本格的な収穫期を迎えた北朝鮮では、コメ価格が大幅に下落している。

平壌のデイリーNK内部情報筋はその状況を次のように伝える。
「最近の市場で販売されているコメの値段が1キロ4500ウォンまで下がった」
「収穫期になって新米が流通し始めたために値段が下がっている」
「今年は協同農場だけでなく、個人でも稲を多く植える人が増えて、そのコメが市場に出回っているようだ」

デイリーNKの調査によると、先月中旬の平壌ではコメ1キロが6800ウォンだったが、同月のまつには5000ウォンまで暴落した。それ以降も下落傾向が続いて、最近では4500ウォンで取引されている。

両江道(リャンガンド)恵山(ヘサン)の内部情報筋が伝える情報もそのような状況を裏付けする。
「コメ1キロが4800ウォンで取引されていて、さらに少しずつ下がりつつある」
「作況がよくないという噂が立っているが、市場にコメは充分ある」

前述の平壌の内部情報筋はさらに次のように語る。
「ロシアから大量のコメが輸入されたという噂が飛び交っている」
「作況が悪かったので北朝鮮政府の要求で5万トンが輸入されたと具体的な量まで取り沙汰されている」
「『穀物打撃隊』が市場を通じたコメを流通を徹底的に取り締まろうとはしているが、だからと言って賄賂が通じないわけでもない」
「市場でのコメの販売は規制されていない」

穀物打撃隊とは市や郡の保安員と赤衛隊員20〜30人からなっていて、主な移動経路に検問を設置、協同農場や個人の土地で収穫されたコメとトウモロコシの移動を徹底的に遮断することを主な業務としている。しかし、賄賂により骨抜きにされるようになってかなり経つ。

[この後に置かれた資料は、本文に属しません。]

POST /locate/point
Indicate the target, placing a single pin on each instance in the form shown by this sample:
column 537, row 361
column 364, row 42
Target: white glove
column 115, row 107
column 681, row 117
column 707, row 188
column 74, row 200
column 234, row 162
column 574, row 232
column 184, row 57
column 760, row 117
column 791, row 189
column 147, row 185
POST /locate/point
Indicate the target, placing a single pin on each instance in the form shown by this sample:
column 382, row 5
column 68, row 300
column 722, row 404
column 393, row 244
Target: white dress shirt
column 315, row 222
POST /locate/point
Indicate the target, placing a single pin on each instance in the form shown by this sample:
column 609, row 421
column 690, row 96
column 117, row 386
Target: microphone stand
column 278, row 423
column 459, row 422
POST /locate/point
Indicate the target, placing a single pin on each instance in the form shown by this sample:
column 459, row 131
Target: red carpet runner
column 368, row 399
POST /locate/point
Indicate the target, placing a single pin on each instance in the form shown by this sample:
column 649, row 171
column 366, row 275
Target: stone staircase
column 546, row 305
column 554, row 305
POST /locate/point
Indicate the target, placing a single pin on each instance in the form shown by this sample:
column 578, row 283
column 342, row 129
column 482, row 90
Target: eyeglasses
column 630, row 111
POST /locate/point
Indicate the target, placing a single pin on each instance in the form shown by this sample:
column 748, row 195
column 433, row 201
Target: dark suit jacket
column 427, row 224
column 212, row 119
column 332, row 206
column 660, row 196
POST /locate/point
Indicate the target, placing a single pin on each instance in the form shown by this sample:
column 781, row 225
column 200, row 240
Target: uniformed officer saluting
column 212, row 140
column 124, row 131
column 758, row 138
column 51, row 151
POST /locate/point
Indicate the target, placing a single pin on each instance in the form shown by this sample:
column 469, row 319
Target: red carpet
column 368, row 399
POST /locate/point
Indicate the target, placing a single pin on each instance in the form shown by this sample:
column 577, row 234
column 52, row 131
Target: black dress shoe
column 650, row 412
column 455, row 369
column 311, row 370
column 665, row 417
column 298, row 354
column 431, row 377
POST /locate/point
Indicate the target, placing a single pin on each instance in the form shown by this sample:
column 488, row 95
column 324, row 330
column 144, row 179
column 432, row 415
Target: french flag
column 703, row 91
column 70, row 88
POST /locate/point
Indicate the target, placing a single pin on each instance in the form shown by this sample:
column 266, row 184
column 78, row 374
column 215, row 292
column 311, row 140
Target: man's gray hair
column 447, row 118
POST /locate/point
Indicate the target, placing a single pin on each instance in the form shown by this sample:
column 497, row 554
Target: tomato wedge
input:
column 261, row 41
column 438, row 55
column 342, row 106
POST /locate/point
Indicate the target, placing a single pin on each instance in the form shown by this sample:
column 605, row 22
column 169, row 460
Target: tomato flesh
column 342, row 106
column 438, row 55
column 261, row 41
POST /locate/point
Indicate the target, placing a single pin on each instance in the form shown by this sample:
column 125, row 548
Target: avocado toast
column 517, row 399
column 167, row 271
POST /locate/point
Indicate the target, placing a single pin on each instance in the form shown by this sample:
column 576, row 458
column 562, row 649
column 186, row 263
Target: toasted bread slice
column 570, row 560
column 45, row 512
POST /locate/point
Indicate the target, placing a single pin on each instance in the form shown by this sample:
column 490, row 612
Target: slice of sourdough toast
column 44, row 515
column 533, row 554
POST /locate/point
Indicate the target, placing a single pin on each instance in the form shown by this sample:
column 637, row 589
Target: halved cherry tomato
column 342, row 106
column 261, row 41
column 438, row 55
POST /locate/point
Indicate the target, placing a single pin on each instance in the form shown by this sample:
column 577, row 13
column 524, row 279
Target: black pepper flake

内部情報筋はコメの安値はさほど続かないだろうと見ている。

「コメ価格が下がるに伴ってトウモロコシ価格も下がっている。9月初めには2700ウォンだったトウモロコシ1キロが1700ウォンまで下がった」
「確かに市場にはコメが多いが、収穫がまともに行われないので、流通量は減っていくだろう」
「(当局の)積極的な措置がなければ、コメ価格は先月のレベルに戻るだろう」
「価格が下がると商人は確保しているコメを市場に流出しない」
「このような状況が続けば、コメ価格はまた引き続き上昇することになる、困るのは庶民だ」

北朝鮮でのコメの値段は為替レートの変動に影響を受けることが通常だが、最近の為替レートの変動にかかわらず高騰、または暴落している。現在、両江道(リャンガンド)では人民元1元に1350ウォン(9月1300ウォン)50ウォンが安くなっているが、コメ価格はむしろ下がっている。